El perchero de mi casa de veraneo, una casa que conozco desde hace…, muchos años, pero que por primera vez es mi casa de veraneo. Como decía, al perchero llegó primero mi sombrero, nada más entrar. Luego, dos días más tarde, el pañuelo de cuello, un fular ligero que empecé a usar durante las noches frías de este lugar a más de mil metros de altitud. Entonces, el suéter de ella, colgado por la capucha, y luego la hamaca ligera que no encuentra sus dos árboles a propósito. Se sumaron los zapatos, como en Japón o en Alemania. Todo en una sucesión de actos de toma de uso y posesión temporal de la casa: una manera de hacerla nuestra de a poquitos.

La voz del chatarrero, anunciando su llegada, nos sorprende mientras buceo en la vida y la música de Bruno Gelber y ella se adentra en esa mirada japonesa que ofrece Tokio Blues. Norwegian Wood sobre la actual modernidad. Gracias a la interrupción del chatarrero me sacudo la silla antiergonómica, muy tipista, eso sí, sevillana castellanizada, y me bajo al jardín de la vieja piscina fuera de servicio y vacía, donde me espera una de esa sillas de lona de playa de las de toda la vida. Las pinceladas de Buenos Aires no son lo más importante para Leila Guerriero, pero me hacer recordar una ciudad que nunca visité, aunque leí con fruición y dejé que mis amigos me relataran, como el magnífico guitarrista Miguel Pesce, varado allá por la pandemia desde que empezó. En Buenos Aires, quien puede y sale a Europa vive la imposibilidad de viajar con melancolía, como un impedimento y una afrenta. Con la desesperación de quien se baja al subte y se suspende el servicio en ese momento, en un día de lluvia, no llega a una cita importante y el taxi que ha tomado para llegar puntual queda atrapado por el tránsito enloquecido del centro. La pandemia, sin embargo, muchos porteños la viven como si hicieran yoga.
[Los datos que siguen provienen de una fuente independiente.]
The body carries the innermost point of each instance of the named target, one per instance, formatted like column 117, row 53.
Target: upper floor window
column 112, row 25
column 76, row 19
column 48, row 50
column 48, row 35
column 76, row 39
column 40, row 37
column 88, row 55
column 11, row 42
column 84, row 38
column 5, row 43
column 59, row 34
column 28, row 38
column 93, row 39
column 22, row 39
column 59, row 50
El chatarrero se anuncia a los gritos y no poca gente sale con alguna cosa que entregarle. Luego vendrá el que vende la fruta, también armado con su megáfono y cargado de tomates y otras cosas. El sábado, la terraza del bar se llena hasta la bandera, y el domingo más. Todo el mundo viene con su coche y casi todo el mundo aparca a lo silvestre: los que llegaron primero tienen que partir los últimos.

La vida cotidiana, así, es un puro no hacer nada, abandonados a la biblioteca, al paisaje, a los sargazos del lago tenebroso pero bello, a la confusa belleza de las bocanadas de humo del incendio cercano que, por suerte, los bomberos forestales y la UME pudieron poner bajo control en pocas horas, aunque tras una noche toledana. No terminamos de tomarnos en serio la destrucción de nuestra única morada, La Tierra, y no vamos a tener escapatoria en ningún lugar del Planeta.